Definition of Bipolar Disorder
2013 Bipolar Update
A Definition of Bipolar Disorder
With the growing number of patients diagnosed with bipolar disorder, it is very important to understand the true definition of the disease. This is because the wrong idea about the illness can help fuel myths about false cures and treatment procedures. By diving deep into the true definition of bipolar disorder, patients and loved ones alike are in a better position to do something about the illness because their increase knowledge of it helps them deal with it.
First off, the formal medical definition of bipolar disorder categorizes it as an “umbrella” name for a class of mood disorders that are characterized by mania, depression or a combination of both. This new definition of bipolar disorder has been corrected from its previous and more popular namesake – manic-depressive disorder. This is because a deeper knlowledge of the illness has shown that depression cycles are not necessarily present for a patient to have bipolar symptoms.
What sets bipolar disorder apart from other illnesses is that the symptoms are not common and necessarily repeated in all patients. As such, everyone has to undergo a battery of diagnostic tests in order to confirm the condition. Likewise, because there is no single definitive proof to confirm dipolar disorders, the illness can take some time before being fully diagnosed.
The formal medical definition of bipolar disorder requires that any patient should 789have at least one, or a combination of, the following episodes:
• Depression. This is characterized by a lack of gusto or a general feeling of sadness for no apparent reason. Guilt, fatigue, anger, and at the very worse, suicidal tendencies, are also apparent in depressive episodes.
• Mania. Contrary to false beliefs, mania is not the opposite of depression. As such, it does not indicate happiness. Instead, mania is generally typified by a feeling of listlessness, pressured speech, psychosis and hallucinations at the very worse.
• Hypomania. This is mania in a mild form. It is important to characterize hypomania as a separate cycle because it responds better to certain types of medications as mania does to other prescription drugs.
• Mixed Cycles. This happens when mania and depression are observed in one patient. In some cases, a phenomenon called rapid cycling occurs where the patient alternates between mania and depression at a relatively rapid period, sometimes less than a week for each episode.
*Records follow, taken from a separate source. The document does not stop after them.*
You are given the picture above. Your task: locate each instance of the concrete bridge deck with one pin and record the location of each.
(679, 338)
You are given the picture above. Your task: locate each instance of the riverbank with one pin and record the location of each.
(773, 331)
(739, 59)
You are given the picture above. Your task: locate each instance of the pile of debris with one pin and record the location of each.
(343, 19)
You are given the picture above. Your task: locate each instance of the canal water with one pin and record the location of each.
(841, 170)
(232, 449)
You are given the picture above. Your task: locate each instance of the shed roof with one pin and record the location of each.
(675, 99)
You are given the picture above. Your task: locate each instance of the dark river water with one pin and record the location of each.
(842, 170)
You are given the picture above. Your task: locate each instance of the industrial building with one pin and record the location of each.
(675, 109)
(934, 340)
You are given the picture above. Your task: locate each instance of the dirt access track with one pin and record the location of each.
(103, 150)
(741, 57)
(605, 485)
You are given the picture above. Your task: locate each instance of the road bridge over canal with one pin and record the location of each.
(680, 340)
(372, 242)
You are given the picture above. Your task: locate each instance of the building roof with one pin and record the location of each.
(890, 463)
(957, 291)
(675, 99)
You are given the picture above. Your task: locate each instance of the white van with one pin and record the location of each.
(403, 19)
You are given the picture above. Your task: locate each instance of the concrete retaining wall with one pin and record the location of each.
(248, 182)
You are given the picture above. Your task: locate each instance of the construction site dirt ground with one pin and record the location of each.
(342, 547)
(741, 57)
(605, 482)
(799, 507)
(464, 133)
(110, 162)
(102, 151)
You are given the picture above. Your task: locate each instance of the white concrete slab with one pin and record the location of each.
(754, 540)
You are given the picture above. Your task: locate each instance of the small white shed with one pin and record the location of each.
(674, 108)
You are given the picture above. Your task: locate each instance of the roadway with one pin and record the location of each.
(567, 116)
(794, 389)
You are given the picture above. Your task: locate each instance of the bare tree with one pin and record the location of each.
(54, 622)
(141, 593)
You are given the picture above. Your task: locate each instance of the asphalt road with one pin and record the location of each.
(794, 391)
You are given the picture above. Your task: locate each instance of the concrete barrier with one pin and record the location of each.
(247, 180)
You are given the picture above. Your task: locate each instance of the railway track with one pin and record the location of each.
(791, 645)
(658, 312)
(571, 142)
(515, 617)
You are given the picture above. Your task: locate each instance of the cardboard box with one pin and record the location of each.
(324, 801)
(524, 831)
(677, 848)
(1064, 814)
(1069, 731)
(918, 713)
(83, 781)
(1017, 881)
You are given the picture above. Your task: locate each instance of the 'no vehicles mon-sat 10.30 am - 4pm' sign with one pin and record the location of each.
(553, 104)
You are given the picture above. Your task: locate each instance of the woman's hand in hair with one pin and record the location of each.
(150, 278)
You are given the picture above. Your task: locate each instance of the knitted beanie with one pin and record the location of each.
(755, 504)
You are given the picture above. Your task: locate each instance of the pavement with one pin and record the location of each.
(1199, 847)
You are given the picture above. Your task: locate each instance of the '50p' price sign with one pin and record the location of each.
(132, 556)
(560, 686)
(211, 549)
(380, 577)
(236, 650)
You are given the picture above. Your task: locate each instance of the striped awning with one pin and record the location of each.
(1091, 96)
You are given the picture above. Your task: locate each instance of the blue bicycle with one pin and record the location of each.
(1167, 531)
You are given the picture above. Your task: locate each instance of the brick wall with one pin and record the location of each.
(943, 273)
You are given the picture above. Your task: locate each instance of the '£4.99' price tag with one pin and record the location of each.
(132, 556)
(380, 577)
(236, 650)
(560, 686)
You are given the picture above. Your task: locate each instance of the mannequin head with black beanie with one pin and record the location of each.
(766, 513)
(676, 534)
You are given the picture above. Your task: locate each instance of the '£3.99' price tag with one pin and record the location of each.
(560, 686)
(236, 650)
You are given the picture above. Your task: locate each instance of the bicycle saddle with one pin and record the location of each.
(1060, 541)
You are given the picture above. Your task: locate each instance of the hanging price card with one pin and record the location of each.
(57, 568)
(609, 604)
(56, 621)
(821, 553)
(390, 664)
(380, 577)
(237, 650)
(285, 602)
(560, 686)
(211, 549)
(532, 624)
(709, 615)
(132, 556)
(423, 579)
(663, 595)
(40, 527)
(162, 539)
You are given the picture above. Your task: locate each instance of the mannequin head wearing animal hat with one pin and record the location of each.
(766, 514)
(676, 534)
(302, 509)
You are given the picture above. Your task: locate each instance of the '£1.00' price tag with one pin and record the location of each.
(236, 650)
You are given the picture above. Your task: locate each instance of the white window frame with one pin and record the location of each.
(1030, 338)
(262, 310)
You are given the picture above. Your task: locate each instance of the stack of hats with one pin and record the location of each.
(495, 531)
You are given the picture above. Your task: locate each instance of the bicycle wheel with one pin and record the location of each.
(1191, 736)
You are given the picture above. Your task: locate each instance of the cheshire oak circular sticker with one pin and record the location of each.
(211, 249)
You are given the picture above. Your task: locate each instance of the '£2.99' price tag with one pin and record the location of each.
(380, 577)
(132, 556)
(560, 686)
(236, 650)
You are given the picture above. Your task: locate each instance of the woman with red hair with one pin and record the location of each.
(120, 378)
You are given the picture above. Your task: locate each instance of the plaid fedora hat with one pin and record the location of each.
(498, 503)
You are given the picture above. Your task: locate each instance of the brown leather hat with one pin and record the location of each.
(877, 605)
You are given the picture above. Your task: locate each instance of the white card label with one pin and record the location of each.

Recognizing these symptoms that help affirm the definition of bipolar disorder is important because as mentioned, each requires a different set of medication. To be able to fully and exhaustively treat the illness without the threat of a relapse, the right class of mood suppressants is necessary to keep each of the episodes under check.
As a final note on the definition of bipolar disorder, patients and family must understand that each case is unique. Therefore, it is important to document or observe the patterns for a specific patient. This typically holds the key for the best diagnosis and will be instrumental in the long term for helping the patient get the right medical attention and response in the treatment of their bipolar disorder.